Madam Justice Wilson similarly states that this question was not dealt with in Morgentaler.
It is unthinkable that our Charter of Rights would not include under the mantle of its protection, the most vulnerable and innocent of human beings. It is imperative that those involved in the leadership of this country guard these rights and do not permit them to be perverted and exploited by those with vested interests.
To allow the Charter to be interpreted in a way that excludes a segment of humanity is to open the doors to its total degradation.

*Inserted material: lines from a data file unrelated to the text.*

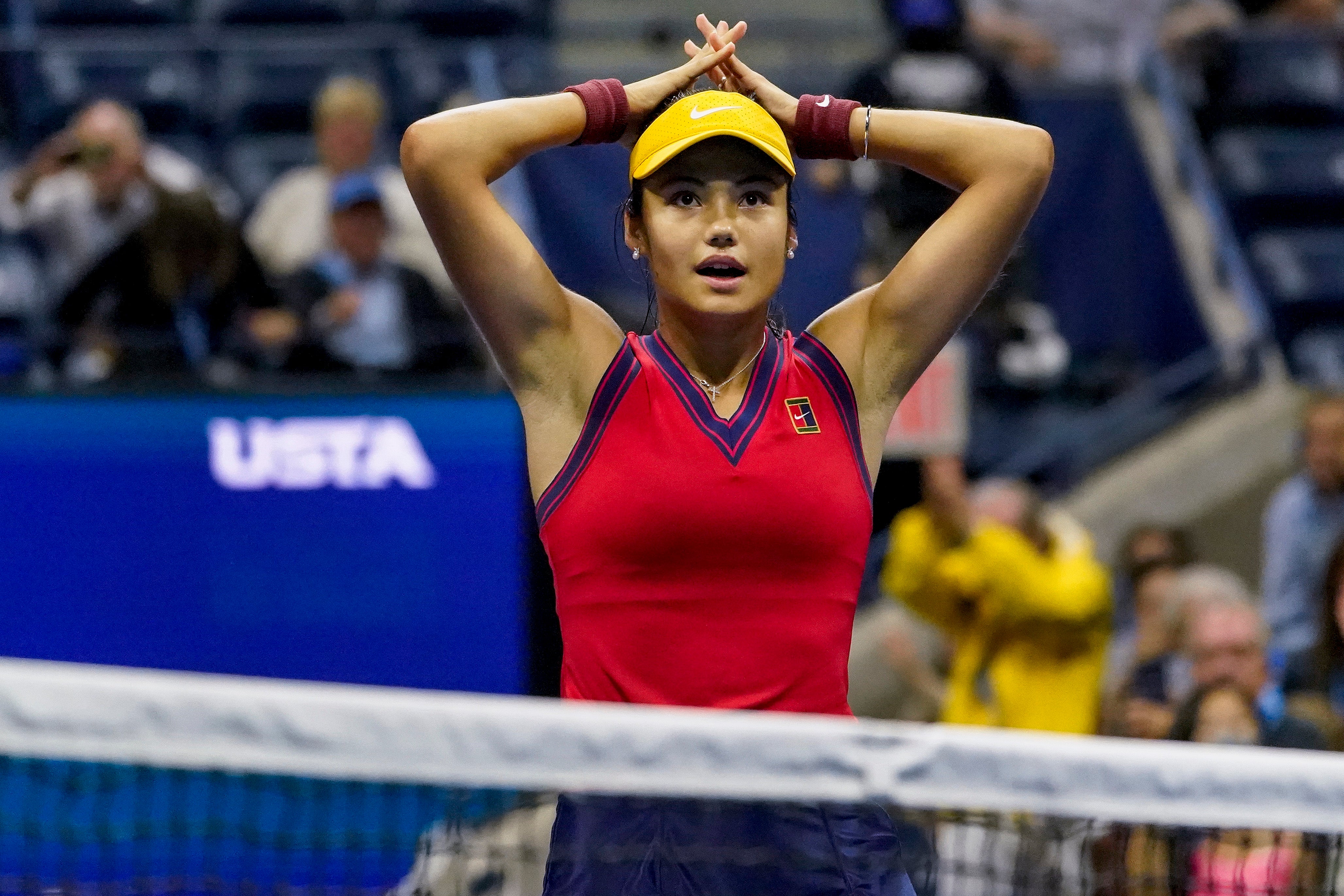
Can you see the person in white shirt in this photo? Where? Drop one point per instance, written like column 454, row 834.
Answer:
column 87, row 189
column 292, row 224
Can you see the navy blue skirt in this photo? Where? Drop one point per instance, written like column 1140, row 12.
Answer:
column 642, row 847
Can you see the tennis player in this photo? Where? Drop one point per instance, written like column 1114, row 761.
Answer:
column 705, row 491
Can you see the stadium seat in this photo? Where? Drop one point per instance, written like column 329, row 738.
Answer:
column 427, row 77
column 253, row 163
column 109, row 13
column 1277, row 176
column 459, row 18
column 276, row 11
column 1302, row 265
column 164, row 85
column 1284, row 78
column 268, row 84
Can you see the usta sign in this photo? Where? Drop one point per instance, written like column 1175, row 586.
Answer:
column 318, row 452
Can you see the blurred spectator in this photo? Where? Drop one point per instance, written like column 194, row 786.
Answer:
column 1144, row 547
column 1303, row 522
column 897, row 665
column 358, row 308
column 88, row 187
column 1226, row 641
column 1155, row 676
column 1218, row 714
column 1314, row 683
column 291, row 226
column 166, row 297
column 1019, row 594
column 1195, row 863
column 1154, row 633
column 1305, row 13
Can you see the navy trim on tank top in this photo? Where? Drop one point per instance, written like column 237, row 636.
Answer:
column 620, row 374
column 820, row 359
column 733, row 436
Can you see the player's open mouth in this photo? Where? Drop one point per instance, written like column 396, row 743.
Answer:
column 722, row 272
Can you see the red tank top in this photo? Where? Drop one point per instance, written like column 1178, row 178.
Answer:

For such an interpretation means that we will extend its protection only to those whom, in our particular circumstances and given our particular interests, we deem worthy. Nothing in principle, will prevent other categories of human being, the aged, the infirmed, the deficient, the poor, from being similarly excluded.
Let us be clear. Parliament has both the power and the duty to enact legislation which will protect the unborn. Senator Haidasz’s Bill S-16 fulfills this mandate. In my view, it overcomes the procedural difficulties for which S.251 was impugned. It provides for the protection of the unborn child from the moment of conception while permitting timely medical intervention for the treatment of women with serious problems in pregnancy, recognizing that such treatment may have the unavoidable, though unintended, consequence of causing the death of her unborn child in circumstances where, left untreated, both would die. Such intervention has always been considered morally acceptable and we have never called it abortion.
We are at a critical crossroads in the development of the law and the unfolding of our own history.
The significance of the abortion issue cannot be underestimated. It has become the focal point around which two fundamentally irreconcilable sets of values have begun to crystallize. The division it represents is more profound than any other. It implies opposing views about such fundamental issues as the function of law, the purpose of medicine and the very nature and value of human life.
One view offers a society caught in the web of its own narcissism, seeking after its own self-gratification at the expense of all who need nurturing and support. The other holds hope for a future society which is compassionate and rational, which protects its most vulnerable and has the fortitude to sacrifice immediate gratification for the sake of the values and principles that will ensure its long term survival and betterment. The choice is ours.